After the increasing silliness of the Batman movies and the liberties that were taken with the basic premise of the cinematic Judge Dredd, comics fans waited with bated breath for this, the latest big-screen adaptation of a major comic-book series, half-expecting to be disappointed. Fortunately, The Usual Suspects director Bryan Singer has managed to combine the essential action and spectacle with a coherent story.

The movie opens with the poignant origins of two of its principal characters, separated by a generation in time. In the first instance, a young mutant exhibits his magnetic powers as the result of Nazi oppression; in the second, a teenage girl (Anna Paquin) discovers to her horror that she may never again experience physical contact with another human being for fear of fatally draining their life energy. These scenes establish the mutants as potentially deadly, but also as innocent and sympathetic victims of fate. Ironically, the seemingly more dangerous mutant, Rogue, ultimately joins the good guys, while the young boy grows up to become the villainous Magneto (Ian McKellen). Both sides of the prejudice - Senator Robert Kelly (Bruce Davison) with his fear of the unlike, and Magneto with his disdain for the comparative weaklings who seek to denigrate his kind - are all too believable. Only Professor Xavier (Patrick Stewart) and his team of X-Men offer a chance to reconcile the hatred.

As the respective leaders of the bad guys and the good, McKellen and Stewart balance each other perfectly in terms of charm, eloquence of argument and strength of performance - one is very much the darker half of the other. Inevitably, the ghost of Captain Picard will never die, and so when Stewart dons the Professor's brain-boosting headgear, one almost expects him to declare, "I am Locutus of Borg. Resistance is futile!" However, there is never any sense that he or McKellen is treating this action movie as any less deserving of their professionalism than a Shakespearean stage production.

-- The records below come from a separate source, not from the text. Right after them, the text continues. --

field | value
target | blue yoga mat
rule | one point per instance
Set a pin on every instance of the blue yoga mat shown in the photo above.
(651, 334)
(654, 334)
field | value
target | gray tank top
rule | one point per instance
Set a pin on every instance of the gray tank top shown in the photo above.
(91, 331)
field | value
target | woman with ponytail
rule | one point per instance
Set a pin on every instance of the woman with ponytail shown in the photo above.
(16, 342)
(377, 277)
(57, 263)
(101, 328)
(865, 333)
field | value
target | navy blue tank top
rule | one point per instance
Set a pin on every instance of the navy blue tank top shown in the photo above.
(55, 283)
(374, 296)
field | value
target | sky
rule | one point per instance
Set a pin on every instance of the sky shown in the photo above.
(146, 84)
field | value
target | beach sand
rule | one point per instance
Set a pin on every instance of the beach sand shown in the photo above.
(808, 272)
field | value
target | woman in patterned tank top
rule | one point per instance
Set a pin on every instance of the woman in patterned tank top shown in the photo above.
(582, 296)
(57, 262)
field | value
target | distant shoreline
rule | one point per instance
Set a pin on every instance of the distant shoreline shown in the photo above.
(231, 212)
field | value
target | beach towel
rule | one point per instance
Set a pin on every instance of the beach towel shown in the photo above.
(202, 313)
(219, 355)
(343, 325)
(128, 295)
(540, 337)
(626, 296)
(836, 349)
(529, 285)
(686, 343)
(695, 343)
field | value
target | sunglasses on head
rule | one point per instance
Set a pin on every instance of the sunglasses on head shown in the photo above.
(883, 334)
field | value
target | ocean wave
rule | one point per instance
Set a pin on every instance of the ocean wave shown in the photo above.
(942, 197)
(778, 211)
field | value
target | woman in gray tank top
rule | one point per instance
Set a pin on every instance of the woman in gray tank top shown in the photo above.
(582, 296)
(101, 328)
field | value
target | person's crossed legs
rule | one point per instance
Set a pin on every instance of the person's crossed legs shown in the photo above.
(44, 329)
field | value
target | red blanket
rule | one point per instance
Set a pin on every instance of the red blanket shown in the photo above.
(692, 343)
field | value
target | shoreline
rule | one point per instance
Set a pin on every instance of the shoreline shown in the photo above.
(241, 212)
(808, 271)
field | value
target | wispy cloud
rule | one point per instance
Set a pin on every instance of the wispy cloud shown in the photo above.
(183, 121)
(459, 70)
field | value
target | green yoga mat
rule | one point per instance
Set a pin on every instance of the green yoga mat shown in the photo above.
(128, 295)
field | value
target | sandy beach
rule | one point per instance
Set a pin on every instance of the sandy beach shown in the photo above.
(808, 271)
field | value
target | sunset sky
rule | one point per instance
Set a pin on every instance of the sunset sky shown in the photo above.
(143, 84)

The rest of the cast don't exactly slack off either, with Hugh Jackman proving particularly impressive as Wolverine. Only Halle Berry, playing Storm, comes across as a bit wooden, but then few actors could have got away with that awfully duff line, "Do you know what happens to a toad when it's struck by lightning? The same thing that happens to everything else!" In terms of those all-important visual thrills, we are treated to cool computerised effects, such as Magneto's fragmented metal bridge, and spectacularly choreographed fight scenes a-plenty. Special mention must go to the "costume" that is (almost) worn by Rebecca Romijn-Stamos as Mystique. Rapid editing and minimal screen time (possibly in order to meet the requirements of the 12 certificate) ensure that this risqué conception really does create a mystique as far as heterosexual male viewers are concerned. All will surely ask themselves at some point during the movie, "Is she naked or what?"

Leaving certain questions about Wolverine's origins unanswered for now, the movie offers plenty of opportunity for a sequel that will develop, rather than merely rehash, the ideas of its predecessor. This is a good thing, because any follow-up to this, the best comics-based movie since Tim Burton's Batman and the finest script for such a film since Superman II, will have a lot to live up to.